Brenda disse ter esperado a diretora retornar do horário do almoço para resolver a situação. “Ao invés de me explicar como proceder, simplesmente me informou que minha filha não seria matriculada. Questionaram a idade e a série da minha filha, questionaram a veracidade dos documentos, mas em momento algum me acolheram ou sequer me instruíram. Eu fui escrutinada, subjugada, contestada e repelida pela direção escolar. Saí de lá com minha filha tentando entender o motivo de tudo aquilo”. O caso repercutiu nas redes sociais.
A situação da matrícula foi sanada um dia depois junto à Secretaria Municipal de Educação. No mesmo dia, a prefeitura divulgou uma nota afirmando que não houve discriminação e que a mãe estava com documentação insuficiente, havendo também divergências sobre o ano que a criança deveria cursar. “A vaga da aluna continua garantida e resta agora a responsável apresentar os documentos necessários em 30 dias. Caso a mãe não os apresente, é praxe na rede pública municipal de Maricá fazer um teste de nivelamento para determinar a série correta, de acordo com o nível de aprendizagem, o que será feito com a criança neste caso”.

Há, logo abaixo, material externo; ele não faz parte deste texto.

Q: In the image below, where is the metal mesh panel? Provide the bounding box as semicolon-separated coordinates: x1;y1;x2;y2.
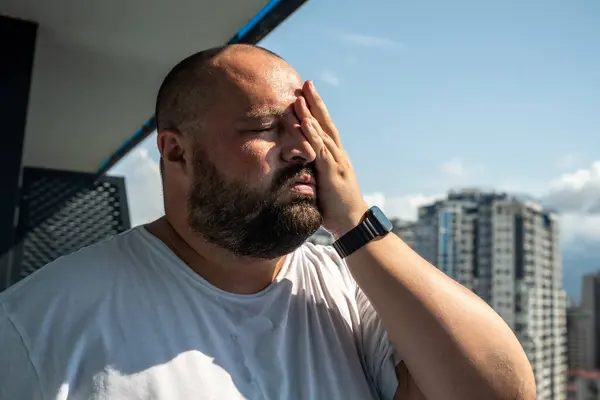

O município sustenta que foi seguido o rito administrativo. “A prefeitura de Maricá reafirma, mais uma vez, sua defesa na pluralidade de religiões e repudia qualquer caso de intolerância religiosa, no âmbito de qualquer instituição pública, sobretudo nas escolas, onde o aprendizado sobre a diversidade e pluralidade do mundo são essenciais”, acrescenta a nota.
A manifestação causou indignação em Brenda. “Tenho que deixar claro que fui bem recebida na secretaria e tive todas as orientações, além de ter sido finalmente ouvida e respeitada. O que eu não poderia imaginar era que a prefeitura de Maricá publicaria uma nota de esclarecimento dizendo que toda a minha história era falsa. Todo o meu sofrimento foi deslegitimado em prol da boa imagem da prefeitura e de seus funcionários. Ela sequer ouviu a minha versão antes de publicar a nota”, afirma Brenda.
Tania Jandira avalia que o caso revela uma falta de diálogo e uma necessidade de maior preparo. Segundo a integrante da CCIR, a devida orientação acerca dos documentos só ocorreu depois que a mãe se movimentou contra a recusa da matrícula. “Não adianta a prefeitura ficar insistindo em uma mesma tecla. A gente vive em um país intolerante e preconceituoso. Precisamos proteger os direitos. Nesse caso, faltou isso”, opinou.